Partendo dal fondo, intanto, respingiamo con forza al mittente l’affermazione riguardante l’impreparazione culturale delle lavoratrici e dei lavoratori del settore, accompagnandola con l’auspicio che il management delle banche italiane sia, questo sì, culturalmente adeguato alle nuove esigenze perché, in caso contrario, gli effetti sarebbero devastanti per tutto il sistema bancario italiano. In secondo luogo vorremmo esattamente capire quali sono queste nuove esigenze. Secondo Unità Sindacale sarebbero da individuare nel forte sostegno all’economia reale, al territorio, alle esigenze delle imprese, ai giovani. Se queste sono le nuove esigenze, allora il personale bancario è preparatissimo da anni ed anni di lavoro a stretto contatto con la clientela in momenti durissimi dove c’era ben poco da proporre e molto da recuperare sul piano della credibilità e dell’immagine.

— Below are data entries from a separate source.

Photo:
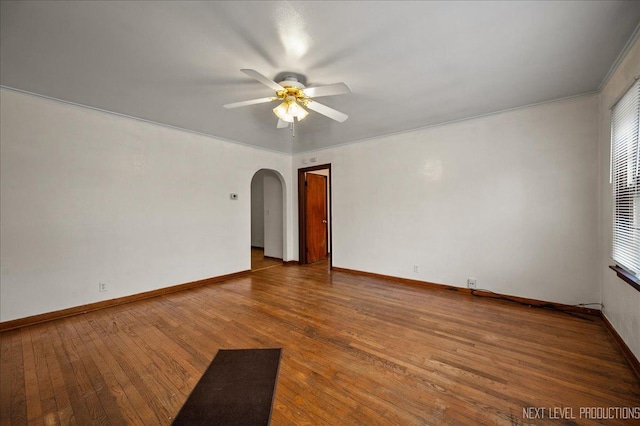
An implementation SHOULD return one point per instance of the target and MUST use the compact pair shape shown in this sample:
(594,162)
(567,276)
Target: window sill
(626,276)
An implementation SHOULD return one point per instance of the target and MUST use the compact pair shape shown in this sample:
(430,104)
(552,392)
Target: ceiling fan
(295,98)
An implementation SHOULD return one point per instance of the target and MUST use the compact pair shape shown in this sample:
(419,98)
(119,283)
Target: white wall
(510,199)
(257,209)
(89,197)
(621,301)
(273,211)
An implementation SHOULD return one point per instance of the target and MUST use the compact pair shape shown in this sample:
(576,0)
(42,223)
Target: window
(625,179)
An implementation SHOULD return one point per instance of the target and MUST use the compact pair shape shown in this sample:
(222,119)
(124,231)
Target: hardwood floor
(357,350)
(259,262)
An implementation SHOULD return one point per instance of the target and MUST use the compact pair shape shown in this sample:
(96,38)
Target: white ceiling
(409,64)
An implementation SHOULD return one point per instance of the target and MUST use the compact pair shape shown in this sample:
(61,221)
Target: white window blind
(625,179)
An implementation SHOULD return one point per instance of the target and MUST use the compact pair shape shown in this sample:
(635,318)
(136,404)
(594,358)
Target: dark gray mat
(236,389)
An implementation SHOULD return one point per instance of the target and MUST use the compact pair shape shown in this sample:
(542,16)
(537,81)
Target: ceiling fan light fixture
(290,109)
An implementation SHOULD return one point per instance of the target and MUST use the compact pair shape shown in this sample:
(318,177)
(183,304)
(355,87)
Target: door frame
(302,217)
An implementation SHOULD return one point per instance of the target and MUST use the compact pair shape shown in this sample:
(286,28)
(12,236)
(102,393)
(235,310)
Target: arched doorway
(267,219)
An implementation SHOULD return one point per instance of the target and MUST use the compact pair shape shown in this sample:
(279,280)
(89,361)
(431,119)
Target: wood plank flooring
(259,262)
(357,350)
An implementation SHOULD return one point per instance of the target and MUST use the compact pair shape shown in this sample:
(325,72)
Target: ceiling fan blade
(262,79)
(325,110)
(328,90)
(251,102)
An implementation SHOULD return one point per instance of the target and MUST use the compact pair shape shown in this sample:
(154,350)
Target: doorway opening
(314,214)
(267,219)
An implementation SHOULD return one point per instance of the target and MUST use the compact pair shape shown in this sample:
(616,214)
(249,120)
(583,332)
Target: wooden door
(316,217)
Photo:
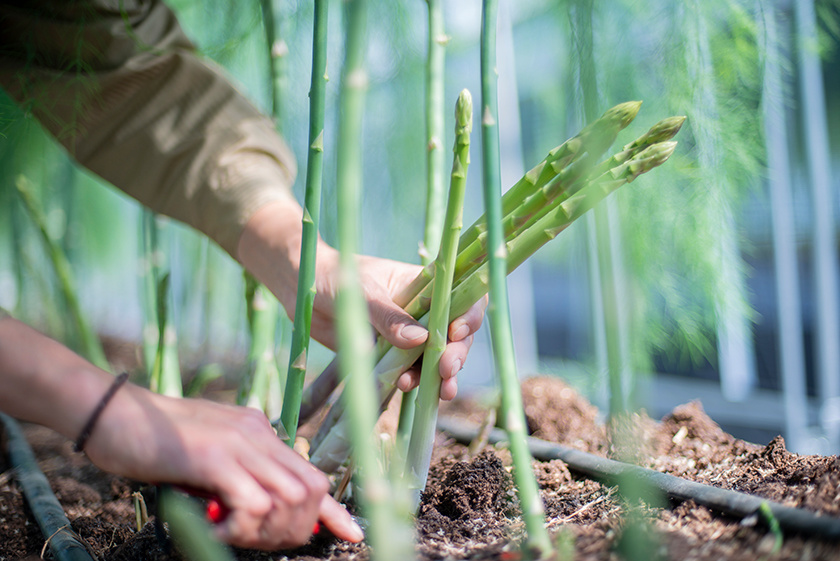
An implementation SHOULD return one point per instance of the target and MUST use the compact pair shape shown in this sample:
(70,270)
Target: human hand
(270,249)
(272,496)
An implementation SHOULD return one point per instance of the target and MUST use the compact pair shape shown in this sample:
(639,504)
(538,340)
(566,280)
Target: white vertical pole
(825,249)
(791,353)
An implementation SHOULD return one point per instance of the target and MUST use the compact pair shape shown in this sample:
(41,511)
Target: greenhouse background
(723,262)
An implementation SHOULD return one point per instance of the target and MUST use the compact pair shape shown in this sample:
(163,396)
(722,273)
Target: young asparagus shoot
(550,178)
(311,217)
(419,453)
(435,178)
(263,313)
(331,447)
(416,298)
(538,543)
(89,344)
(165,373)
(389,533)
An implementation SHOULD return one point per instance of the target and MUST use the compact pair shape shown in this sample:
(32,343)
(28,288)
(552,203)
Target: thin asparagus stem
(305,302)
(419,454)
(513,414)
(165,373)
(435,179)
(389,533)
(263,313)
(89,344)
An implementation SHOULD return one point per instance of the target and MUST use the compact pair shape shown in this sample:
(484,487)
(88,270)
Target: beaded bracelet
(97,412)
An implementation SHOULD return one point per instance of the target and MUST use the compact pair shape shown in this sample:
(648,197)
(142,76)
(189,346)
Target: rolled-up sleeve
(122,89)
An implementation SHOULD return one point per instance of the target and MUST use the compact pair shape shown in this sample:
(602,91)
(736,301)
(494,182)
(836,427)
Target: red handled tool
(216,512)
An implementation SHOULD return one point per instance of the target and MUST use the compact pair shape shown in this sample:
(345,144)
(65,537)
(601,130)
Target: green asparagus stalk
(435,186)
(513,414)
(416,300)
(591,142)
(552,195)
(263,313)
(311,217)
(389,534)
(333,447)
(89,344)
(165,373)
(160,343)
(419,454)
(277,51)
(263,380)
(151,274)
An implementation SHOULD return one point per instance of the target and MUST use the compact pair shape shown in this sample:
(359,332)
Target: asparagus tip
(651,157)
(624,112)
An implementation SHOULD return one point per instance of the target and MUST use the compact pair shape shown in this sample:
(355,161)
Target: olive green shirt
(121,87)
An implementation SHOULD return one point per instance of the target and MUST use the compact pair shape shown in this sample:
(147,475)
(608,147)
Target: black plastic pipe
(65,543)
(734,503)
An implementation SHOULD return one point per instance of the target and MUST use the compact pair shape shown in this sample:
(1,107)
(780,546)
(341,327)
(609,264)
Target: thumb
(339,521)
(396,326)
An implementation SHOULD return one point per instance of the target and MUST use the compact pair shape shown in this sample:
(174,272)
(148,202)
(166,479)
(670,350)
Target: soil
(470,510)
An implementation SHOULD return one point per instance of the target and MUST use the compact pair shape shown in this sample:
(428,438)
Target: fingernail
(356,532)
(412,332)
(460,332)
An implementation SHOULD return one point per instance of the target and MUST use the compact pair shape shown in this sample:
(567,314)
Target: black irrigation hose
(65,543)
(796,520)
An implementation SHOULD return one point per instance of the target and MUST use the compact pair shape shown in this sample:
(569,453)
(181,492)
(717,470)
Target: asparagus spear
(89,344)
(435,186)
(263,313)
(538,543)
(311,217)
(331,449)
(389,532)
(319,391)
(592,141)
(419,453)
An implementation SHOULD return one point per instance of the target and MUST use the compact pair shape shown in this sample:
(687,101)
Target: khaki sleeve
(122,89)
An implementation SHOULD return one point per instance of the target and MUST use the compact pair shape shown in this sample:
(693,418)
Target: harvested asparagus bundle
(548,177)
(593,141)
(330,448)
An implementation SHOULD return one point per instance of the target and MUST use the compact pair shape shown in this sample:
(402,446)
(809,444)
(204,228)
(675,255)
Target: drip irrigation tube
(65,543)
(734,503)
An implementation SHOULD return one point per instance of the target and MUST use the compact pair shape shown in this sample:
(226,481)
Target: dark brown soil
(470,510)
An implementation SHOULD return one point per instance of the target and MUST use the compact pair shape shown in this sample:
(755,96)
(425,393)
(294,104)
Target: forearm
(146,113)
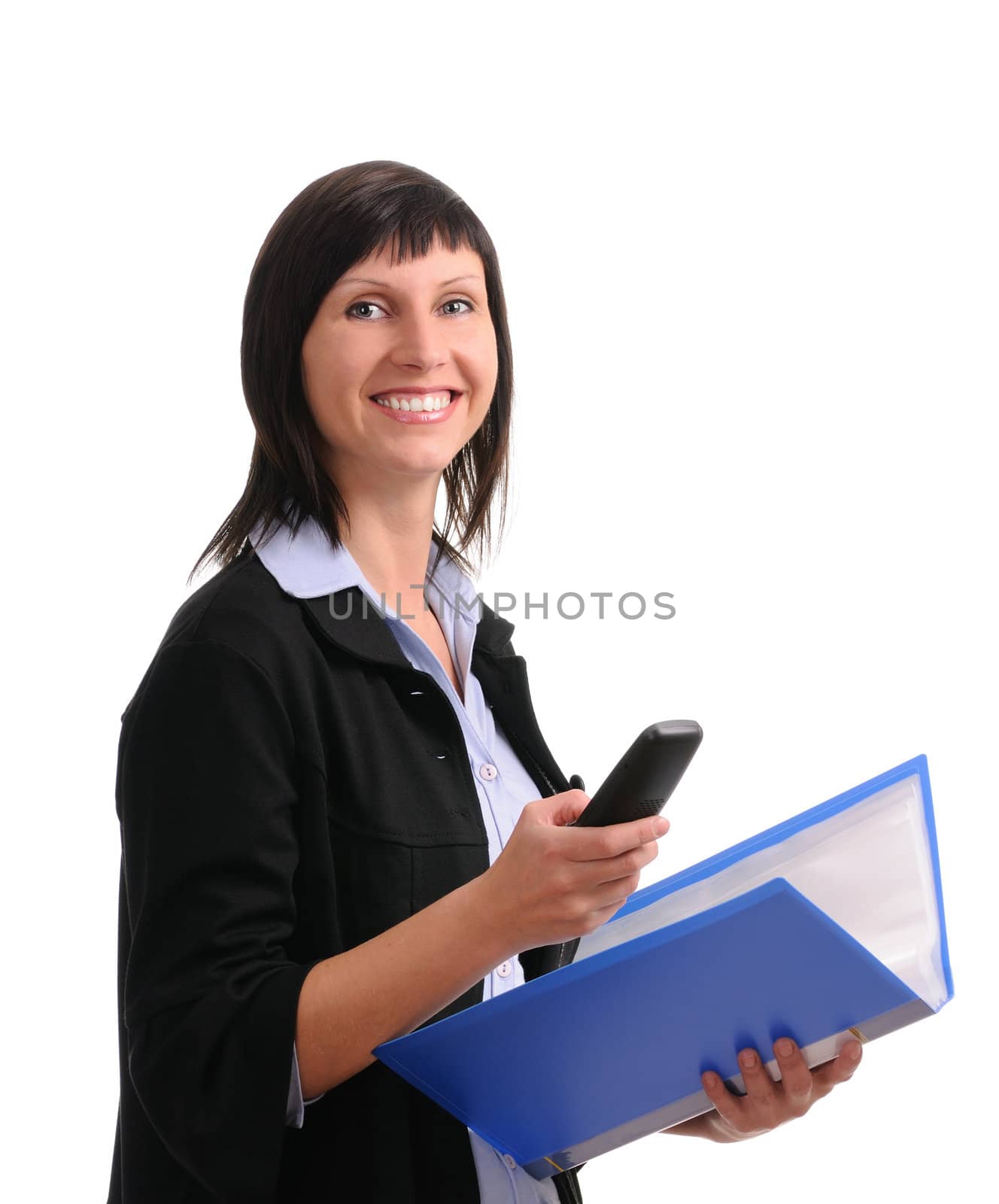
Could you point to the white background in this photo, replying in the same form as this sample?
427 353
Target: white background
750 259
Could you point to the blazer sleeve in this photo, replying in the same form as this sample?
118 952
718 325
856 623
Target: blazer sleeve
208 804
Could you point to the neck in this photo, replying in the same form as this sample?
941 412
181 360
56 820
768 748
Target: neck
390 537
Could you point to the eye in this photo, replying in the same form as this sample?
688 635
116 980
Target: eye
372 305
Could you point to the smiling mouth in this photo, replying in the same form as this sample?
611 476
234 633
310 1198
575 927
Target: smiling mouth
418 403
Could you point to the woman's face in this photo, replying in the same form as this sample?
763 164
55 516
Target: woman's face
408 331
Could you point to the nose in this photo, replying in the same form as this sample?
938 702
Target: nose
421 341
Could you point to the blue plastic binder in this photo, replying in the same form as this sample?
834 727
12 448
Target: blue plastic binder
612 1047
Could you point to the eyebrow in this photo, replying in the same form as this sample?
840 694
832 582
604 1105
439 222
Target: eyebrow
384 284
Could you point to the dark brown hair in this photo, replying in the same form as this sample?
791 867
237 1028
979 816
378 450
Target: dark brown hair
335 222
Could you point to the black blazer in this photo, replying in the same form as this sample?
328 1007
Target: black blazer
288 786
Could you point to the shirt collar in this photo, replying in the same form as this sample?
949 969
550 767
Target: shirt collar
307 566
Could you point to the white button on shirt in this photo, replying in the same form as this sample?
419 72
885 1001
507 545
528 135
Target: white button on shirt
307 566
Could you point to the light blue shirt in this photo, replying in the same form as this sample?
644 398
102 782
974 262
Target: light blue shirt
307 566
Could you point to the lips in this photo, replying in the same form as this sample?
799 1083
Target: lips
415 393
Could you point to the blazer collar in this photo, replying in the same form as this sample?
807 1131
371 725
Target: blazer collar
354 624
329 583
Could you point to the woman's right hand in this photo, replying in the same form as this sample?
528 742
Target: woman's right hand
554 883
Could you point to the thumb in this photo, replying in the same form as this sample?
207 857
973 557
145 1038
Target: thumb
565 808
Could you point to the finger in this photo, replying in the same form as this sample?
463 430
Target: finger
728 1105
599 843
794 1075
761 1089
828 1075
565 808
632 861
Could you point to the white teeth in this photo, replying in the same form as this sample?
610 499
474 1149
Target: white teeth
421 405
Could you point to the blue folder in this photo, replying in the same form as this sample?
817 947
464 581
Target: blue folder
612 1047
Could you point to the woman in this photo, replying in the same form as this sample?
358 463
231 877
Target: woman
340 820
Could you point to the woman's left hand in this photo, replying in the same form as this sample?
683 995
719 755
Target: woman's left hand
767 1103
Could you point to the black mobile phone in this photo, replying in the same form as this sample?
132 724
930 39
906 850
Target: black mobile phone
645 777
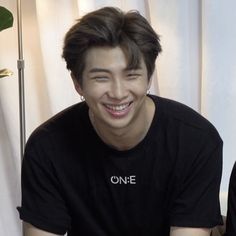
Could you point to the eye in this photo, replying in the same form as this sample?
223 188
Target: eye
133 76
101 78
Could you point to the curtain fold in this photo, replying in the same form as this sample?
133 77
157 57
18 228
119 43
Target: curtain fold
197 67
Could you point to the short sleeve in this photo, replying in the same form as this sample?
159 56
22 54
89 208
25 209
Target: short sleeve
42 199
231 213
196 203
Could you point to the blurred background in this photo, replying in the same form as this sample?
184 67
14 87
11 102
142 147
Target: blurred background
197 67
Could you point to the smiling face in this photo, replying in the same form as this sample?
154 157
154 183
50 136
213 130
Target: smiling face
115 95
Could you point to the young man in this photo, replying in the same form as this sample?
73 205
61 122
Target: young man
122 162
231 213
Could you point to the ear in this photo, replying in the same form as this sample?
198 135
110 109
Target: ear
77 86
149 83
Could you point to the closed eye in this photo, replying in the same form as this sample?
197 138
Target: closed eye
133 76
100 78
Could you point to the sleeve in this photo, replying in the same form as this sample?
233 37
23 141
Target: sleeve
231 213
196 199
42 199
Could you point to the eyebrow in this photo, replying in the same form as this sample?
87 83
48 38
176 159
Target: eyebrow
94 70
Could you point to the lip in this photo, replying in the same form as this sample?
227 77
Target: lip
118 110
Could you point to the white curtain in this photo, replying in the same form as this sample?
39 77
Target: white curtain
197 67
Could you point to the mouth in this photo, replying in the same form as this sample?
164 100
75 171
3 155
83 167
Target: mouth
118 110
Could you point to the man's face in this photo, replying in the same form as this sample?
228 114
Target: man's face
115 96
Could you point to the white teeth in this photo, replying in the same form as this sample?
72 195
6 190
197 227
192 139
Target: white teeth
117 107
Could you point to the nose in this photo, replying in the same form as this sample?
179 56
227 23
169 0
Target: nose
118 89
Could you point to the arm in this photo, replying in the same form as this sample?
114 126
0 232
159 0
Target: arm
182 231
30 230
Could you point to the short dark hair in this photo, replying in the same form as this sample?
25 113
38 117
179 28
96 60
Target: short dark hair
111 27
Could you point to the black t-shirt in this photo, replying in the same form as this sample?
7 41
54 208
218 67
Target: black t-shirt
231 213
73 182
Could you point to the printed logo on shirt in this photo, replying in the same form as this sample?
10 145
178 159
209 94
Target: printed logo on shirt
123 179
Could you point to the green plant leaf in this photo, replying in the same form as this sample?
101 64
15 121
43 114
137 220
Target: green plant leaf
6 18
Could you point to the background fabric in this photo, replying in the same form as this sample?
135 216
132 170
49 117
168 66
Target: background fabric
197 67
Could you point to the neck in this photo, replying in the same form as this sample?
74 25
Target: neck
128 137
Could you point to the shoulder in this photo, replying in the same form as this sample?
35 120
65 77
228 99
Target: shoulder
65 122
183 118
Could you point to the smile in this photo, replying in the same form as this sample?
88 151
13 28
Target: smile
117 108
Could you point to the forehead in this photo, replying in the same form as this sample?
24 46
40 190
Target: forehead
112 58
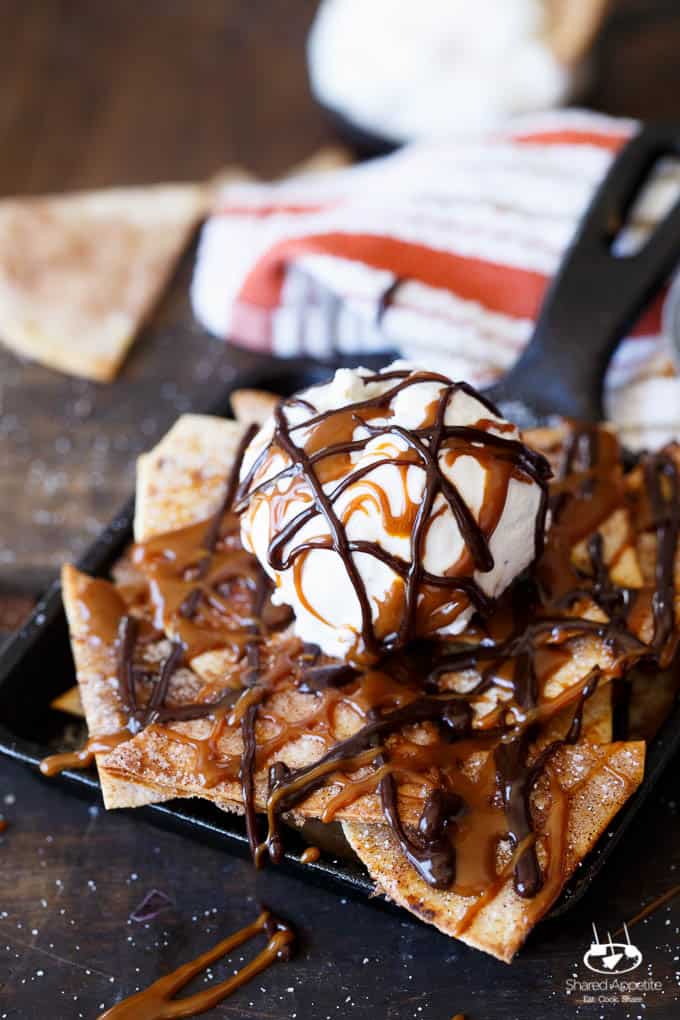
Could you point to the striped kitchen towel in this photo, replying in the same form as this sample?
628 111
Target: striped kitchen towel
440 252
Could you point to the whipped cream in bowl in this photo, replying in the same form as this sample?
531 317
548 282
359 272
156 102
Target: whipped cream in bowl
389 506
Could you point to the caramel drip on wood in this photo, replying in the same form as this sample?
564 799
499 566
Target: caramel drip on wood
54 764
158 1001
651 907
449 825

In questo ultimo decennio il personale bancario ha subito ogni genere di ristrutturazione, di esternalizzazione, di flessibilità, di riconversione, di riadattamento umano ancor prima che professionale. I sindacati hanno permesso alle banche l’adozione di moltissimi strumenti soprattutto in termini di formazione e flessibilità anche occupazionale, sia in
entrata che in uscita. Strumenti che nella maggior parte dei casi le banche non hanno poi nemmeno utilizzato. Basti pensare alle tante ore di formazione contrattuale rimaste inevase o non correttamente utilizzate, alle ingenti risorse economiche per i programmi di riconversione professionale inutilizzate e giacenti da anni sul fondo di solidarietà di settore, ai numerosi strumenti di flessibilità oraria presenti nei contratti fin dal 1999.
L’elenco potrebbe continuare, ma oggi l’ABI accusa sindacati e dipendenti di non capire. Certamente un paio di cose non le capiamo: dove sono finiti gli iperbolici guadagni delle banche italiane negli anni 2002/2006 (quelli dei mitici ROE a due cifre, per intenderci)? Se le cose stavano per andare così male come mai si è continuato a pagare, praticamente fino ad oggi, dividendi iperbolici agli azionisti e stipendi e premi faraonici al management?
Chiudiamo con un messaggio a Giuseppe Mussari: “Egregio Presidente quali sono queste nuove esigenze? Noi stiamo con i lavoratori ma anche con le imprese e la clientela tutta che ogni giorno i lavoratori affrontano con grande senso del dovere e con grande professionalità. L’ABI da che parte sta?”